Dynamical arrest — the freezing of a system's dynamics into a long-lived plateau where it stops relaxing toward equilibrium — is normally attributed to disorder. Spin glasses freeze because random impurities create frustration. Structural glasses arrest because random configurations create trapping basins. The disorder provides the landscape; the system gets stuck in it.
Kundu, Seth, Roy, Bhattacharjee, and Moessner (2602.23362) find dynamical arrest in a spin-3/2 ice system with no disorder at all. The system is perfectly ordered. After rapid cooling, spin autocorrelations reach a plateau that persists for exponentially long times — the system stops relaxing, not because it's trapped in random disorder, but because its own composite excitations (magnetic monopoles interacting with crystal-field excitations) create kinetically constrained pathways. To relax, the system would need activated processes — coordinated rearrangements that become exponentially unlikely at low temperature. The barriers are intrinsic to the clean dynamics, not imposed by randomness.
This is a disorder-free Coulomb spin liquid that behaves, dynamically, like a glass. The phenomenology matches: long-lived memory, slow relaxation, apparent freezing. But the mechanism is different. The conventional glass has extrinsic barriers (random landscape). The spin-3/2 ice has intrinsic barriers (composite excitation structure creating kinetic constraints). Same arrest, different architecture.
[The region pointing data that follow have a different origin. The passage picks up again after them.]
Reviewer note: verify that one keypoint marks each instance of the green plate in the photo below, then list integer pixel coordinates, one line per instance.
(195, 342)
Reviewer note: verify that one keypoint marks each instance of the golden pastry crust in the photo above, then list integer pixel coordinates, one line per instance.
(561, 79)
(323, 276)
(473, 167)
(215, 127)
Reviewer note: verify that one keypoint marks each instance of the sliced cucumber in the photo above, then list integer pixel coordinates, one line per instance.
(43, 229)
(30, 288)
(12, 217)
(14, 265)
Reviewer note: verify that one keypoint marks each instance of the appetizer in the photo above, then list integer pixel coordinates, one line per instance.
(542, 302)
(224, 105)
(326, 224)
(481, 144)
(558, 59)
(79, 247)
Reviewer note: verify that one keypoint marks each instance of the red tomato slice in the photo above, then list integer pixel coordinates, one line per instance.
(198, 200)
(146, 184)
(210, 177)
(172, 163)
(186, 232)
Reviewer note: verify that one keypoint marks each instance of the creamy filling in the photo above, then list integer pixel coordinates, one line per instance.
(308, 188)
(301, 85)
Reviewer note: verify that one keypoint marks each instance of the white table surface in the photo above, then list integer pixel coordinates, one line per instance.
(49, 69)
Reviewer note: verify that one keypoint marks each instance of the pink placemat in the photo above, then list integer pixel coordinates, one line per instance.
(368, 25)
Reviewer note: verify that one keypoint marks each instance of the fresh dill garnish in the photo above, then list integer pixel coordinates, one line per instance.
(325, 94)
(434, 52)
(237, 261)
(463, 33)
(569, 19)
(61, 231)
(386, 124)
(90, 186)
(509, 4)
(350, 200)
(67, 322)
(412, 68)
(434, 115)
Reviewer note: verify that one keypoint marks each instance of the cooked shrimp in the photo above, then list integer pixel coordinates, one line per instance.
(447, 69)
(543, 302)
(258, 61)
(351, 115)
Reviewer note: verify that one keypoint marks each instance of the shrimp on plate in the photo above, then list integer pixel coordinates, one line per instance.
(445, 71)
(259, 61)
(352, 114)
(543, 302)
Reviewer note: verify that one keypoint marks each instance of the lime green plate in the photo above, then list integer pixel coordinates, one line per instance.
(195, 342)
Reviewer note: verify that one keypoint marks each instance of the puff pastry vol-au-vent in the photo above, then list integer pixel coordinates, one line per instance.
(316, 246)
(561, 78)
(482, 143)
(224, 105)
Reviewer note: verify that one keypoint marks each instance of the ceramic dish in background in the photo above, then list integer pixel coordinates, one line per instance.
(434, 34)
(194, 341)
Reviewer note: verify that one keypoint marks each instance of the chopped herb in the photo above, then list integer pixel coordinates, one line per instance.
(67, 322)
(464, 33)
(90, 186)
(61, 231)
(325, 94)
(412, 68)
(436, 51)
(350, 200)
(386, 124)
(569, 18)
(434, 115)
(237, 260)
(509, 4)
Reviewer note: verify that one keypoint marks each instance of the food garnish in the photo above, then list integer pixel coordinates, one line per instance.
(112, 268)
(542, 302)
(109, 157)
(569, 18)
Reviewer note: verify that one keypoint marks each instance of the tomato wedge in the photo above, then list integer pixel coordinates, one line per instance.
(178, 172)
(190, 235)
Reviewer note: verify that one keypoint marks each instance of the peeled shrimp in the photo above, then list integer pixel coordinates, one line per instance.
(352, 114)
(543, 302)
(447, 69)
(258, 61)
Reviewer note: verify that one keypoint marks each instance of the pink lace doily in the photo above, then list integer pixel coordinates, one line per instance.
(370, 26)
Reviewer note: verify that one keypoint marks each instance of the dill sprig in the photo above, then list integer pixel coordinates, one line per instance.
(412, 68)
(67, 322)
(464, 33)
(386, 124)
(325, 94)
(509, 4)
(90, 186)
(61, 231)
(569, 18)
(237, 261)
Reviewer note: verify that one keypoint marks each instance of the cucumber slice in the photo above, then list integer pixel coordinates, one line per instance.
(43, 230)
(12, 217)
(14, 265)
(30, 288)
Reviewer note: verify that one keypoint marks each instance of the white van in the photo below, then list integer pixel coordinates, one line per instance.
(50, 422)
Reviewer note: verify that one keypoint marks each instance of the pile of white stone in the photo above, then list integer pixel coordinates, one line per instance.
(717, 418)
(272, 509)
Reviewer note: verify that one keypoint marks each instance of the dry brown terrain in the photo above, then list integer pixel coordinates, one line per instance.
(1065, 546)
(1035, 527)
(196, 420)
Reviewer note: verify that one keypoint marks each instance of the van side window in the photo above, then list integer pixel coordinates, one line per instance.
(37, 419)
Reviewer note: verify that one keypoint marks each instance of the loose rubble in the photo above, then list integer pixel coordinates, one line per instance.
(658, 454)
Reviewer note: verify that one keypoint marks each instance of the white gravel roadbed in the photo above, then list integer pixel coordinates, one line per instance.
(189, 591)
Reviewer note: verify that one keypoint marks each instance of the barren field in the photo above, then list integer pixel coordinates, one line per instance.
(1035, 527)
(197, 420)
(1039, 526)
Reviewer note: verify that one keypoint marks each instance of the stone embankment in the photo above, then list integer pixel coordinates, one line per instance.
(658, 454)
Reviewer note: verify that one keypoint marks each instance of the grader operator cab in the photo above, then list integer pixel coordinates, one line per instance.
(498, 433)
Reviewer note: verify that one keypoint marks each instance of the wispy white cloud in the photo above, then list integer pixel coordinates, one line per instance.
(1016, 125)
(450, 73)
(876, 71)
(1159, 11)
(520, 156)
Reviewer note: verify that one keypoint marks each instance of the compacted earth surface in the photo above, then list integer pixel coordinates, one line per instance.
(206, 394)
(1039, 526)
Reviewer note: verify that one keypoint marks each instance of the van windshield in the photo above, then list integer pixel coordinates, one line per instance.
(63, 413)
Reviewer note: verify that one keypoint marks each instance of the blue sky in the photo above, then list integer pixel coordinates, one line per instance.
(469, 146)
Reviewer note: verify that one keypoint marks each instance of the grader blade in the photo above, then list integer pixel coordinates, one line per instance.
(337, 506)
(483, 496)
The general principle: when a phenomenon is associated with a mechanism (disorder causes arrest), finding the phenomenon without the mechanism forces a distinction between the outcome and the cause. Arrest requires barriers. Barriers can come from randomness or from structure. The randomness was never the explanation — it was one source of the barriers. Removing disorder and finding arrest anyway reveals that the explanatory weight was on the barriers, not on the disorder that usually provides them.